2 – Windows Store Apps
This is pretty much my other problem with my Windows 10 experience so far. The Windows Store offers a bunch of apps, no doubt; unfortunately only a good handful of them here and there and designed nicely and work with the system and its available APIs and standards. But the recurring problem I have here is one I’ve had since standard Windows 8. A lot of the time, apps from the app store like to either 1)close themselves immediately (and not just close, but end their own program and task(s)) and/or 2)be unresponsive (especially when communicating with servers).
3 – Windows Search
The new search has Cortana so you can search (and now even Send Text Messages!) with your voice. It’s all great and good. However, Cortana still stands for some good improvements, and the actual search stands for some major improvements.
So, out of everything, those three points are the ones that have caused the most hindrance on my experience as a whole. There are other little things I come across sometimes that takes some small jabs to that ‘hype’ I had for Windows 10 as a whole, but they’re easy to look over.
On the flip side, I still love Windows 10 so far, and love the TH 2 update. It is my favorite Windows OS to date, and it DOES have so much goodies with it. The whole Start Menu and Live Tiles, despite their usual buginess, are great altogether! And while I don’t use the feature, Cortana and the voice commands are very convenient for quick search, note taking, emailing, events, and even calling/sending texts. Faster boot times are something that is great, along with improved programs performance, virtual desktops, an activity center, and tablet mode – Windows 10 is definitely a budding operating system.
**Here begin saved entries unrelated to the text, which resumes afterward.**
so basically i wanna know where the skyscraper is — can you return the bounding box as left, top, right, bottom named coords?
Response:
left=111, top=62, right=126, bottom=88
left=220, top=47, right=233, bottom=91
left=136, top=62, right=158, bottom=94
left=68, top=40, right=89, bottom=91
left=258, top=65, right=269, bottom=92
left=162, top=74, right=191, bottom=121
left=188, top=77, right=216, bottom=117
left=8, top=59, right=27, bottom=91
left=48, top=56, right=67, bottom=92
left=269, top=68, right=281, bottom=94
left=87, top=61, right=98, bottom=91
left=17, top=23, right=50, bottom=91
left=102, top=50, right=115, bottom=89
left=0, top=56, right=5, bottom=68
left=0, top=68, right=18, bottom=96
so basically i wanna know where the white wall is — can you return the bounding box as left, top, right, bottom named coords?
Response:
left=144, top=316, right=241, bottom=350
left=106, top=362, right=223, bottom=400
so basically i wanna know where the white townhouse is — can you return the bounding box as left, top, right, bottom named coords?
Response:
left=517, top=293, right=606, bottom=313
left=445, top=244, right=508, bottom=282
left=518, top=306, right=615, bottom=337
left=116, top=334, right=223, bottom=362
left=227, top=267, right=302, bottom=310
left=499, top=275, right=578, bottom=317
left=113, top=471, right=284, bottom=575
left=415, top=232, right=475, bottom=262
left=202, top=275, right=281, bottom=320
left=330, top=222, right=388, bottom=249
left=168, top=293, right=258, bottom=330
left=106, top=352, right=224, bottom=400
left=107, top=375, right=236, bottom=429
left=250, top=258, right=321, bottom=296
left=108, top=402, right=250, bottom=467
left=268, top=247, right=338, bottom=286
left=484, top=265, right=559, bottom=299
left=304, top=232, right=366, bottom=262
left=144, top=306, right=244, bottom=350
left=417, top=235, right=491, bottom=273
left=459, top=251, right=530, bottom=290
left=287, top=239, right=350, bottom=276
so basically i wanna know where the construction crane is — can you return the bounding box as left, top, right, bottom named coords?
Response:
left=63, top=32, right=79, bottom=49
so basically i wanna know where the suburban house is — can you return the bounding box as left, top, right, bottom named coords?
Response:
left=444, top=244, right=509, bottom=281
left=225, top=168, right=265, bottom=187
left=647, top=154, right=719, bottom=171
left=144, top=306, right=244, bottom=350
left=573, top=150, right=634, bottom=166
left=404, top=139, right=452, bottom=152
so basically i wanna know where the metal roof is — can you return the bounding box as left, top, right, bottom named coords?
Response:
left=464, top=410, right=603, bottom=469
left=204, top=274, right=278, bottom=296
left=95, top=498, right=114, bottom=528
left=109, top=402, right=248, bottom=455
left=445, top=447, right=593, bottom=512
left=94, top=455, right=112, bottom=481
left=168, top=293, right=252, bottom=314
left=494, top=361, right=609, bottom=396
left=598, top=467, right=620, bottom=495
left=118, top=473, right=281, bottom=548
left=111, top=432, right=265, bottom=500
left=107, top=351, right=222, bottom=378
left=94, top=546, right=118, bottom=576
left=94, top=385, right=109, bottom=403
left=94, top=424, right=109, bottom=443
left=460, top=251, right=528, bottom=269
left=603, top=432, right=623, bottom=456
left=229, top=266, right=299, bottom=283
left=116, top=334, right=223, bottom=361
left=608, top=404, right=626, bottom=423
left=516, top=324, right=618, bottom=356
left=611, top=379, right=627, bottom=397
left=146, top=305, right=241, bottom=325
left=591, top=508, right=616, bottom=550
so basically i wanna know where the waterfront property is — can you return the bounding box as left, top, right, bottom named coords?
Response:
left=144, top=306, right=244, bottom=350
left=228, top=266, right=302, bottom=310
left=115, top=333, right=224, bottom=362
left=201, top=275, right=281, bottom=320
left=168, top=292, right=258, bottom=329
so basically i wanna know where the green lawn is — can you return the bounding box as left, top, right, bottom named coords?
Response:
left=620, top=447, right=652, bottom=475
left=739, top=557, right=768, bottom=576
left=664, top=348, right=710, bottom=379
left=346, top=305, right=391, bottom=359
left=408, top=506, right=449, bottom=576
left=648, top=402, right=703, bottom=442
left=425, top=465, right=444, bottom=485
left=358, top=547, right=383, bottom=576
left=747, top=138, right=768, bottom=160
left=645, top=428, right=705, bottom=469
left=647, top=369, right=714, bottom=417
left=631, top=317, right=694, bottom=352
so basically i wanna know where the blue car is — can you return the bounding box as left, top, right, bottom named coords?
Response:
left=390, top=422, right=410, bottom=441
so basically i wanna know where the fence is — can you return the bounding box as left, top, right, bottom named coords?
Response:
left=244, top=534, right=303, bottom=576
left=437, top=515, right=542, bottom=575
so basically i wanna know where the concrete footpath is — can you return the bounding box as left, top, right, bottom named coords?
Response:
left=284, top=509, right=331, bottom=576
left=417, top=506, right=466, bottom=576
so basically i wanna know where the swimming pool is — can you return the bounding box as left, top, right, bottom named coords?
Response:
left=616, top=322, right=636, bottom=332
The improved performance has helped me boost my productivity, though I will not lie when I say that the discovery of Flow Free and a third-party reddit app has held me accountable to some good procrastination. So, at the moment I recommend upgrading to Windows 10 if you have 8.1/8/7 if you want to try it out while the update is still free. If you end up disliking it, they give you a one-month use on their rollback tool to switch back onto your old OS.